# TV lift stops working



## dakotadao (Sep 10, 2011)

Power seems to be coming in, when manually raise the tv, hear clicking sound but no movement. Nothing seems to be blocking. Is there a way to bypass the switch to see if the motor is working or toast?

http://www.furnlite.com/print/190

Thanks.


----------



## diyorpay (Sep 21, 2010)

Literature says fuse is involved. Check it.


----------



## dakotadao (Sep 10, 2011)

*Can't find any fuse after opening the control box*



diyorpay said:


> Literature says fuse is involved. Check it.

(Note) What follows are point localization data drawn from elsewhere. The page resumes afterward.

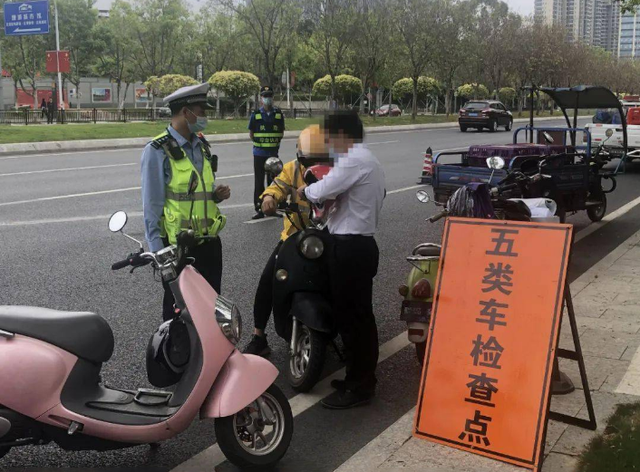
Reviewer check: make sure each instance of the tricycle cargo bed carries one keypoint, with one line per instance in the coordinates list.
(477, 155)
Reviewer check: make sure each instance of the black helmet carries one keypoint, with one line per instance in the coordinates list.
(168, 353)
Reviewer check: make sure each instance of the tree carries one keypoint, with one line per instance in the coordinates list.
(158, 30)
(453, 44)
(270, 24)
(236, 85)
(171, 82)
(414, 21)
(475, 91)
(334, 28)
(115, 48)
(78, 37)
(345, 86)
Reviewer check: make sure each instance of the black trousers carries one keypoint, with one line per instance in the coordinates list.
(208, 261)
(353, 266)
(259, 174)
(263, 304)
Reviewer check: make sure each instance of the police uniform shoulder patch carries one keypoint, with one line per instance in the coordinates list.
(160, 140)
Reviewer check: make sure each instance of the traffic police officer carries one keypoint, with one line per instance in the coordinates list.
(266, 128)
(178, 186)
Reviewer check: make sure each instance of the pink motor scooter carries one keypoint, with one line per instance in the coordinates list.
(51, 389)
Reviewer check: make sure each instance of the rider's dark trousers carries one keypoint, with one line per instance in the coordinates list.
(208, 261)
(353, 266)
(263, 303)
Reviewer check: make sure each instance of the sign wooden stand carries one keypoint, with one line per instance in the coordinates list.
(575, 355)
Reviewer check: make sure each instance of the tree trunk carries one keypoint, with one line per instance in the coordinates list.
(414, 106)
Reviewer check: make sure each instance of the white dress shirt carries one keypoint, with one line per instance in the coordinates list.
(357, 183)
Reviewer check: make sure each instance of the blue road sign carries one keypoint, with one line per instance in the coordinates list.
(25, 18)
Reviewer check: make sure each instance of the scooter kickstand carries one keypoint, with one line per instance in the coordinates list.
(335, 346)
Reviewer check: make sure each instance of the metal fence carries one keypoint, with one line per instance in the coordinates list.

Couldn't find any fuses inside the controller box. I will try to call the manufacture Monday to see if they have any suggestion.


----------



## bchurchill (Dec 28, 2011)

*TV Lift Box Malfunction*

This response pertains to the Lift Box brand of TV lift (unit is manufactured in Poland) as installed in an Ethan Allen Media cabinet. I had the same problem (TV movement malfunction) just before Christmas - a friend and I worked on it today - after dissassembling the TV from the Lift Box bracket and the front of the media cabinet (Ethan Allen), we discovered that the white wire going from the safety plate underneath the TV to the SP Logic controller box (box containing the selector buttons) had been partially severed. This causes the safety plate to report a false alarm that in turn disables the Lift Box motor mechanism. The red light was illuminated on the controller panel - pushing the <Down> button just causes the red light to flash but the TV doesn't move. The white wire has two stranded wires inside which go to a 4P4C 4-wire Handset connector on the controller box (the connector is smaller than an RJ-11). We just spliced and taped the wire break. If you need to replace the entire sensor wire, you would have to disassemble the safety plate to access where the wire is connected inside. Replacing the controller end is easier as long as you can find the 4P4C Handset connector.


----------